The band has been recording in Nashville, the home of producer Bob Ezrin (perhaps best known for his work with Pink Floyd), and is in the mixing stages now for what will become the band’s 19th studio effort. The album, Deep Purple’s first since Rapture of the Deep in 2005, will be released in April 2013.

While Gillan says the project has a “new tone,” there were moments when the loss of Lord was keenly felt — even though the keyboard legend had been gone from the band for a decade. After all, Lord was in Deep Purple already when Gillan and bassist Roger Glover — still band stalwarts — joined in 1969.

Together, they would alter the course of rock music by combining heavy metal and progressive rock, creating an entirely new sound. “Smoke on the Water,” the band’s signature hit, was co-written by Lord — and prominently featured his organ.

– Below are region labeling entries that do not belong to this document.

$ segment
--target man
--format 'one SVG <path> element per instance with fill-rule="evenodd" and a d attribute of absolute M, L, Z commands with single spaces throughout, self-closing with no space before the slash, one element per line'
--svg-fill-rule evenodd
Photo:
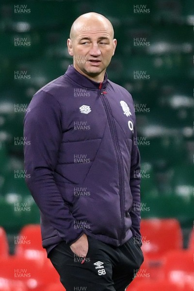
<path fill-rule="evenodd" d="M 102 15 L 78 17 L 73 65 L 35 94 L 25 117 L 26 181 L 67 291 L 124 291 L 143 261 L 133 104 L 106 73 L 113 34 Z"/>

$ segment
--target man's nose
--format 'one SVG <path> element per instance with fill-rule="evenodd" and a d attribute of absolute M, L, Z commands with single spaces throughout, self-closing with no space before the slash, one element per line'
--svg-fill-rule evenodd
<path fill-rule="evenodd" d="M 101 54 L 100 49 L 99 48 L 97 44 L 94 44 L 90 50 L 90 54 L 92 56 L 99 56 Z"/>

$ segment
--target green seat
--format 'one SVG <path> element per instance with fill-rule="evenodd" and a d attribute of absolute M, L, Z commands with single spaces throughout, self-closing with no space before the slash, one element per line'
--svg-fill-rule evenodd
<path fill-rule="evenodd" d="M 177 165 L 174 167 L 173 172 L 172 185 L 175 193 L 189 200 L 194 196 L 193 163 Z"/>
<path fill-rule="evenodd" d="M 30 203 L 28 197 L 13 198 L 0 199 L 0 225 L 6 232 L 16 233 L 26 224 L 40 223 L 39 210 L 34 202 Z"/>
<path fill-rule="evenodd" d="M 189 199 L 171 194 L 156 197 L 142 197 L 142 204 L 147 211 L 141 212 L 142 218 L 177 218 L 182 227 L 193 226 L 193 196 Z M 148 211 L 147 208 L 149 208 Z"/>
<path fill-rule="evenodd" d="M 71 64 L 71 58 L 49 58 L 41 57 L 31 61 L 19 62 L 16 64 L 16 70 L 22 70 L 22 68 L 27 72 L 30 78 L 18 81 L 15 80 L 16 86 L 20 86 L 24 88 L 32 87 L 37 91 L 42 86 L 60 76 L 64 75 L 69 65 Z M 35 92 L 34 92 L 35 93 Z"/>
<path fill-rule="evenodd" d="M 142 162 L 141 164 L 141 196 L 155 195 L 158 194 L 155 175 L 151 163 Z"/>
<path fill-rule="evenodd" d="M 4 32 L 0 35 L 0 57 L 24 59 L 40 54 L 42 50 L 41 39 L 36 32 Z M 13 74 L 14 71 L 14 68 Z"/>
<path fill-rule="evenodd" d="M 1 27 L 5 31 L 20 32 L 57 29 L 68 25 L 75 17 L 76 4 L 70 0 L 49 1 L 45 5 L 38 1 L 6 1 L 2 9 Z"/>

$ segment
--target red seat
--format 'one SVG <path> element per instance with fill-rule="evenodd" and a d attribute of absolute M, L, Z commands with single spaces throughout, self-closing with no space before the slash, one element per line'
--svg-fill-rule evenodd
<path fill-rule="evenodd" d="M 83 289 L 84 290 L 84 289 Z M 64 287 L 61 283 L 55 283 L 50 284 L 40 291 L 65 291 L 66 289 Z M 87 289 L 86 289 L 87 290 Z"/>
<path fill-rule="evenodd" d="M 194 287 L 194 252 L 189 250 L 171 251 L 166 254 L 163 266 L 166 279 L 187 291 Z"/>
<path fill-rule="evenodd" d="M 0 278 L 0 291 L 28 291 L 22 282 Z"/>
<path fill-rule="evenodd" d="M 13 256 L 0 259 L 0 266 L 3 266 L 0 268 L 0 278 L 21 281 L 30 290 L 59 281 L 54 267 L 45 262 L 43 265 L 37 260 Z"/>
<path fill-rule="evenodd" d="M 142 219 L 141 232 L 142 250 L 150 258 L 158 258 L 170 250 L 182 248 L 181 229 L 176 219 Z"/>
<path fill-rule="evenodd" d="M 43 262 L 47 258 L 46 250 L 42 245 L 40 225 L 27 225 L 24 226 L 15 239 L 16 256 L 37 259 Z"/>
<path fill-rule="evenodd" d="M 129 289 L 129 291 L 130 290 Z M 146 281 L 146 280 L 140 282 L 132 291 L 181 291 L 176 285 L 164 281 Z"/>
<path fill-rule="evenodd" d="M 194 251 L 194 228 L 193 228 L 189 240 L 188 248 Z"/>
<path fill-rule="evenodd" d="M 178 222 L 175 219 L 142 219 L 141 223 L 144 254 L 152 279 L 162 279 L 161 273 L 165 254 L 181 249 L 183 238 Z"/>
<path fill-rule="evenodd" d="M 9 244 L 6 232 L 0 226 L 0 258 L 9 256 Z"/>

Lord continued until Deep Purple’s initial breakup in 1976, then joined again when Purple rebooted in 1984 and remained until 2002. A decade later, drummer Ian Paice had confirmed Lord’s cancer diagnosis.

The keyboardist continued work on his long-awaited Concerto for Group and Orchestra, but it would ultimately be released after he’d already passed. Lord was 71.

Fast forward a few months, and Gillan says he could feel the presence of his old friend as Deep Purple reconvened.

“When we got the news,” Gillan tells 100% Rock’s Shane Pinnegar, “we were in Nashville in session there and we kind of expected it but it was still a terrible blow. And so it all went quiet for a while, needless to say, and then we started recalling the good times – as you do. His spirit is very much in the record; in the music. In fact I remember writing a line at the time: “Souls having touched are forever entwined.” And that got into one of the songs and so he’s there in the music.”

At the same time, though, Gillan says the album is anything but nostalgic.

“It’s a new tone, it’s a new direction,” he tells Pinnegar. “It’s fresh stuff.”